Pégase, un buggy mi-voiture et mi-ULM

Si Pégase ressemble avant tout à un buggy tout ce qu’il y a de plus normal, ce véhicule est pourtant un engin mi-voiture et mi-ULM.

Développé par la start-up française Vaylon, Pégase a officiellement présenté au salon Eurosatory. De prime abord, ce véhicule se présente comme un buggy traditionnel avec ces quatre roues, ses deux places, sa carrosserie ouverte et ses capacités tout-terrain. Pourtant, ce n’est pas tout…

Pégase n’est en effet pas un buggy comme tous les autres vu que sa voilure de parapente de 38 m2 et son moteur ULM lui permettent de voler environ trois heures.
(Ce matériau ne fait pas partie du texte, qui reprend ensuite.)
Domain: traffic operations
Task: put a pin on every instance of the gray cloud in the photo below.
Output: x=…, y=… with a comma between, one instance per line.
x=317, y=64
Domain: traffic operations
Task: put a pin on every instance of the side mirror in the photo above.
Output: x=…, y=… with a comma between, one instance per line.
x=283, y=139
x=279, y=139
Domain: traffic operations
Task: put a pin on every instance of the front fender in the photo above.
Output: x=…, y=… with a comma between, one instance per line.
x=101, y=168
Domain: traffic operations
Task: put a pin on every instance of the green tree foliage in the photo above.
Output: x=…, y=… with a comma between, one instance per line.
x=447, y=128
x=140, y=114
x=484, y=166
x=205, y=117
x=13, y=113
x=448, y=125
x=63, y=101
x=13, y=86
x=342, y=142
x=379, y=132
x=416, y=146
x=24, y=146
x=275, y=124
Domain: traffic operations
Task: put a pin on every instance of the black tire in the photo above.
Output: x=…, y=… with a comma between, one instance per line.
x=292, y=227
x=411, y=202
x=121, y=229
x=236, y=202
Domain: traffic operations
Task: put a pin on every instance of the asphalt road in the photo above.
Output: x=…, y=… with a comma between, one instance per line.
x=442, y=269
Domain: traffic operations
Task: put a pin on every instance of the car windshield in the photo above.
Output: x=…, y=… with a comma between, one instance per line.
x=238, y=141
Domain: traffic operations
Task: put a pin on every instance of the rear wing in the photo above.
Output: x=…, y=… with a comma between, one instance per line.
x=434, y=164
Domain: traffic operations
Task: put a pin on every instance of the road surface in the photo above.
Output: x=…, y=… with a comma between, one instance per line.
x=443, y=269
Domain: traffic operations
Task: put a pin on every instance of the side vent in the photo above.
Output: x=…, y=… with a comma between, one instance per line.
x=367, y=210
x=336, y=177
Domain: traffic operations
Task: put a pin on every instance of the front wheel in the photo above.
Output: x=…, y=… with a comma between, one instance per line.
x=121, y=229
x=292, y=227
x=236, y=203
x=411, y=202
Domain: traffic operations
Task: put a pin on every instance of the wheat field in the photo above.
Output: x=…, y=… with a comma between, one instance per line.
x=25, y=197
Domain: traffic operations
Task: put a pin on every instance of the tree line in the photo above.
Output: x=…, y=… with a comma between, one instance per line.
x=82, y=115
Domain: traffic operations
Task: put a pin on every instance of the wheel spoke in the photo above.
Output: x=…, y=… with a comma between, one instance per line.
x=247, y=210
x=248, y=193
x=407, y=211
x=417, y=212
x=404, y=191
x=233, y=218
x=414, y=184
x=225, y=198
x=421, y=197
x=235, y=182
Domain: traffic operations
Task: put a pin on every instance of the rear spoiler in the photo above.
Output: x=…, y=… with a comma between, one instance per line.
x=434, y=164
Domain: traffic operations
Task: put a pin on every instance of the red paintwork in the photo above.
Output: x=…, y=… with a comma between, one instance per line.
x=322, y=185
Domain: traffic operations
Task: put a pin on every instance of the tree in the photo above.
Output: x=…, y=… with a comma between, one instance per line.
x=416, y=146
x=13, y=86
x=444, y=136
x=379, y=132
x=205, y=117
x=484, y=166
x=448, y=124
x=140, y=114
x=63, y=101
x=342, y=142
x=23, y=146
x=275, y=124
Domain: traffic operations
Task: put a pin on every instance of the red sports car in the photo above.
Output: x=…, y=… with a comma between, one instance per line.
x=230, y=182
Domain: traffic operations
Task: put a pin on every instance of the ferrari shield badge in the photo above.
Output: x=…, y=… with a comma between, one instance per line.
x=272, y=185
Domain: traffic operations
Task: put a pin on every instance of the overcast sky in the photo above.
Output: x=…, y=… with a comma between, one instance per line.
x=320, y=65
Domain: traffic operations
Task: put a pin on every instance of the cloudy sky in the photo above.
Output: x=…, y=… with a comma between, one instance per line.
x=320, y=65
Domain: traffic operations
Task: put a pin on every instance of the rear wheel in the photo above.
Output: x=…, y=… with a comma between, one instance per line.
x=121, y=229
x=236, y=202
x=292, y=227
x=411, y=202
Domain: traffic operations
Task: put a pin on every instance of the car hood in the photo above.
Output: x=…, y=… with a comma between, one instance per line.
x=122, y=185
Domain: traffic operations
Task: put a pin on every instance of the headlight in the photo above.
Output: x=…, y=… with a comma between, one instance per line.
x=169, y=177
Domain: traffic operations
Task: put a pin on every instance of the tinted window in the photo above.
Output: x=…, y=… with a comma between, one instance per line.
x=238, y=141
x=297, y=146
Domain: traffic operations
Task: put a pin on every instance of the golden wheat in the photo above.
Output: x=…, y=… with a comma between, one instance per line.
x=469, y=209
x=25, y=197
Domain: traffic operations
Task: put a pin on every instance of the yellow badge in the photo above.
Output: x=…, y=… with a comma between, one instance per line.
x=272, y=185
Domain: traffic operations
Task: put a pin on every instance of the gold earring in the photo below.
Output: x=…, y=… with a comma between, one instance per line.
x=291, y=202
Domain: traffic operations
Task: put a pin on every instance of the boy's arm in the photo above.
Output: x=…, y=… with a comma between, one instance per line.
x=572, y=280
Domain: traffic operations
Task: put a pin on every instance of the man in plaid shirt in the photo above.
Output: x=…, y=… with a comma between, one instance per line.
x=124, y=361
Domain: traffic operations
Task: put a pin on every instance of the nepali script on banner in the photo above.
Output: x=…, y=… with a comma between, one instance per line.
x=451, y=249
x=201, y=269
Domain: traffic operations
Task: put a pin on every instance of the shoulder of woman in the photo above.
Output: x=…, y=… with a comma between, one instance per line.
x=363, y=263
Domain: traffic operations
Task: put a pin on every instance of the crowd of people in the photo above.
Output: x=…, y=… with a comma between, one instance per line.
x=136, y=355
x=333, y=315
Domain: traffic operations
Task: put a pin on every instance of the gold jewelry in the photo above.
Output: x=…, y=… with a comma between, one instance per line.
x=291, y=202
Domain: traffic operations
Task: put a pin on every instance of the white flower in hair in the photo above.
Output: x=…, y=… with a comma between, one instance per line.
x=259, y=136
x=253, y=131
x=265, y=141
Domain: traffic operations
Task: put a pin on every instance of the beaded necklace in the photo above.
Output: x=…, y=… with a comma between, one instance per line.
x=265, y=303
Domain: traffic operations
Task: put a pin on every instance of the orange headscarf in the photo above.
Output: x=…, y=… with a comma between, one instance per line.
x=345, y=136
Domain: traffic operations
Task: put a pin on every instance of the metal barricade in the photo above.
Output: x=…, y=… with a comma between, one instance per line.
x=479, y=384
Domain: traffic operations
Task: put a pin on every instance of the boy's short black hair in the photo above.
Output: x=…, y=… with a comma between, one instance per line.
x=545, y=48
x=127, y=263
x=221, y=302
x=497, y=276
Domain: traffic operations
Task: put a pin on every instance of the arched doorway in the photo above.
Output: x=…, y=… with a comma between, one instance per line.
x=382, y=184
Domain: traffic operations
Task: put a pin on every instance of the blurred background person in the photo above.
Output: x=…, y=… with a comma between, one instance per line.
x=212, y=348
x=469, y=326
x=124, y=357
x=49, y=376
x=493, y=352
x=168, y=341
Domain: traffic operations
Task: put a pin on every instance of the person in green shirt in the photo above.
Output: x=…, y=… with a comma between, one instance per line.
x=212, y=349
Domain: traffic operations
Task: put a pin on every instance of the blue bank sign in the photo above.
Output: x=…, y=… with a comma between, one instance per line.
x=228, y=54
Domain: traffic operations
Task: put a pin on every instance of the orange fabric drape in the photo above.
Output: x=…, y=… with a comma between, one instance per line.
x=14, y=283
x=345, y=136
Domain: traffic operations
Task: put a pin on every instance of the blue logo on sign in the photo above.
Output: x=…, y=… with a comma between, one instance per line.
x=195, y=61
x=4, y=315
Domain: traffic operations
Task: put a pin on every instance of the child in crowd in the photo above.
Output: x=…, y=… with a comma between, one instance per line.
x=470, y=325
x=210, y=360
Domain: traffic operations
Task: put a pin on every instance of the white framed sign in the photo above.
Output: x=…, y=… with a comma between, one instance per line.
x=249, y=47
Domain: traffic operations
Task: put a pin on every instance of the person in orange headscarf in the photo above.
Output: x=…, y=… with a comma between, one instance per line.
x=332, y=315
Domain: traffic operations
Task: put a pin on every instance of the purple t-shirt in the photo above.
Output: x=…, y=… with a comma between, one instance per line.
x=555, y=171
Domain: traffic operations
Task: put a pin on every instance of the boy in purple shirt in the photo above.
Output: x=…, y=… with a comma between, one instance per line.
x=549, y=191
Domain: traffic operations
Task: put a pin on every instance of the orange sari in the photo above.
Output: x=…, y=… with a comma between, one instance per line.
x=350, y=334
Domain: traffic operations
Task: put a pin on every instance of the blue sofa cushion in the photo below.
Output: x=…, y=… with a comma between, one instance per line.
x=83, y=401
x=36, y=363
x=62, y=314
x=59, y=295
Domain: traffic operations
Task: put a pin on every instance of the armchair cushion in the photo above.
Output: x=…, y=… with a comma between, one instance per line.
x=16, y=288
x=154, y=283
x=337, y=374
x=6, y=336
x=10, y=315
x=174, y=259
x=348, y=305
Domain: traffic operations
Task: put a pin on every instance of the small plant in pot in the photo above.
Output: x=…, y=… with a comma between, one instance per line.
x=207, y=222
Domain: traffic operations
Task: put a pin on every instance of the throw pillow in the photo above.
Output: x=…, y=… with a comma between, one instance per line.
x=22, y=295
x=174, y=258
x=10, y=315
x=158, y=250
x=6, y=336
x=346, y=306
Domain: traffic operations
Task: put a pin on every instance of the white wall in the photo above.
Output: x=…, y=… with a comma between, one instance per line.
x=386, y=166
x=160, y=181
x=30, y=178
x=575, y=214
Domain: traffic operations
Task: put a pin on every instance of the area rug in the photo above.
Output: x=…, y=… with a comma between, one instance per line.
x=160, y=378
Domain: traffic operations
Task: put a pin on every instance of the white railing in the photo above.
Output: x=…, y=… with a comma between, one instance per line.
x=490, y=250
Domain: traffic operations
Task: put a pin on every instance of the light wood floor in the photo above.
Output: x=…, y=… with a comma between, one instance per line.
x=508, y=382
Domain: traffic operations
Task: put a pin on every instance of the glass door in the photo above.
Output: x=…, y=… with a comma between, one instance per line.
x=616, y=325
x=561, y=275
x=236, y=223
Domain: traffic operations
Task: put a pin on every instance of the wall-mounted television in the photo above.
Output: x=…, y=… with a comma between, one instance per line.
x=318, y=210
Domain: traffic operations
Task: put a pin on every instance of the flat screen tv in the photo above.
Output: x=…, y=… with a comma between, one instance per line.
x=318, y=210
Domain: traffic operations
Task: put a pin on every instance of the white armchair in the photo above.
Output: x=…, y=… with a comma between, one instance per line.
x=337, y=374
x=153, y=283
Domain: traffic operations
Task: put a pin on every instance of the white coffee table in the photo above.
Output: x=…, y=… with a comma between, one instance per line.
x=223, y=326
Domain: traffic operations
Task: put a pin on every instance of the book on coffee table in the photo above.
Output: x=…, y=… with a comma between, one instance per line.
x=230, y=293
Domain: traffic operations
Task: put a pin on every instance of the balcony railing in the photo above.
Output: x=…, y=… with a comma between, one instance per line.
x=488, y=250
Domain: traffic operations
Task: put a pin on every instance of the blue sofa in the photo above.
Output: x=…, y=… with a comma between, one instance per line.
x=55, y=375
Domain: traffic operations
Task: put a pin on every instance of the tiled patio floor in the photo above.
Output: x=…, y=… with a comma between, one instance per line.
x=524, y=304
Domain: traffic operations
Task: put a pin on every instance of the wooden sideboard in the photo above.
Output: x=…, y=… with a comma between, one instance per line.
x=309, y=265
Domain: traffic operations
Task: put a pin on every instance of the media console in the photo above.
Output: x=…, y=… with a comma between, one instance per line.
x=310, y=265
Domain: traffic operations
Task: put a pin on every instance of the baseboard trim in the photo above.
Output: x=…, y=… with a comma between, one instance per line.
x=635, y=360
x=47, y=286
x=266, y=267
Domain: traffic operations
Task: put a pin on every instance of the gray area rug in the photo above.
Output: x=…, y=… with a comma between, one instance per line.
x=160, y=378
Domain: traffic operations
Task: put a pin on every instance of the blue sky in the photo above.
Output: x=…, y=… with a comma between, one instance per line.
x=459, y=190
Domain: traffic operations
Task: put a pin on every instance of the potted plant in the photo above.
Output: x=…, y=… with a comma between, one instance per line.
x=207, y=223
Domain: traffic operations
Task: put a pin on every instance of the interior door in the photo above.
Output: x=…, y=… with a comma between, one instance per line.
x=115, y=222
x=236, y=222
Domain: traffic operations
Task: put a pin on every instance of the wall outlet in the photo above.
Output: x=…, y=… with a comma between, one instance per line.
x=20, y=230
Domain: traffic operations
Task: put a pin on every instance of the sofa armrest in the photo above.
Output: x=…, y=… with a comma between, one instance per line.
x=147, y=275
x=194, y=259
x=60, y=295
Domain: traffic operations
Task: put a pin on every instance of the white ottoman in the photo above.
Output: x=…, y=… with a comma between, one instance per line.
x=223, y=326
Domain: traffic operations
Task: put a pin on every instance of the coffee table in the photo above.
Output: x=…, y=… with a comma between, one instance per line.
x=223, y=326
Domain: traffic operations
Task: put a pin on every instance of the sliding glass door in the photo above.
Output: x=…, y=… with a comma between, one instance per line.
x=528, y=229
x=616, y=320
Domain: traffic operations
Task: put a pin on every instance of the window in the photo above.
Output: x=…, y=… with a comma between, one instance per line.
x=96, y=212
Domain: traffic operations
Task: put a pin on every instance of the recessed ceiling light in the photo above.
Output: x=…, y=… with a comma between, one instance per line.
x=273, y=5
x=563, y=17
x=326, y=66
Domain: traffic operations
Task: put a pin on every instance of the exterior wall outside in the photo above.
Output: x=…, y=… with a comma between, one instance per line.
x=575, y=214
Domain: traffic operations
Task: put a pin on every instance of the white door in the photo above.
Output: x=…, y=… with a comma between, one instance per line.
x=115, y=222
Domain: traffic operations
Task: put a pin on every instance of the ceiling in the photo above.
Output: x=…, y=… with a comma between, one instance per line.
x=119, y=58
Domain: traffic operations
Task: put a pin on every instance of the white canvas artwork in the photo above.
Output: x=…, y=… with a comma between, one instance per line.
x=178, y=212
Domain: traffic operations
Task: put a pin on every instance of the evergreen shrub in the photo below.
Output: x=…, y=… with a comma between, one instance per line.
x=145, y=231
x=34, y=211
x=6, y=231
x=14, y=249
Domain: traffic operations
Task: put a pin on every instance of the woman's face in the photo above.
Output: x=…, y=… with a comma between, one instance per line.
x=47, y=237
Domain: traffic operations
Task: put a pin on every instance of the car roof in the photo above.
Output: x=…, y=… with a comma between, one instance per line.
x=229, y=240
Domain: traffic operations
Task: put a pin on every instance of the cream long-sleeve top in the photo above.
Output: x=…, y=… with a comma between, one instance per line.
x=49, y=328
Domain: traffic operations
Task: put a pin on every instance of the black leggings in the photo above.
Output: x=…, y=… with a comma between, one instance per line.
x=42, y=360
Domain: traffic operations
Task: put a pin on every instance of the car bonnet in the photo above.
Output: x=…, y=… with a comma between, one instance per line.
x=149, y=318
Conçu pour décoller sur 50 à 100 mètres et voler entre 60 et 80 km/h à une altitude de 3 000 mètres maximums, Pégase totalise déjà près d’une vingtaine de vols.

Attention, malgré le fait que Pégase est la grosse attraction du salon de l’armement Eurosatory, cet engin n’est pas une nouveauté mondiale, d’autres engins du même genre existant déjà. La grande qualité de ce véhicule français se situe au niveau de son poids très léger, 300 kg à vide et 450 kg de masse maximale au décollage.

La question qui se pose est bien évidemment de savoir pourquoi Pégase est exposé sur le stand du ministère de la Défense. Simplement parce que le projet d’un engin mi-voiture, mi-ULM a tapé dans l’œil de la DGA alors qu’elle cherche justement à étudier la faisabilité d’un véhicule convertible en engin volant. De fait, grâce à Pégase, Vaylon vise à la fois le marché militaire et le marché civil.

Il faut encore préciser que Vaylon vise un prix de 100 000 euros pour Pégase, ce qui mettrait l’heure de vol aux alentours d’une cinquantaine d’euros, nettement moins que le tarif d’un hélicoptère.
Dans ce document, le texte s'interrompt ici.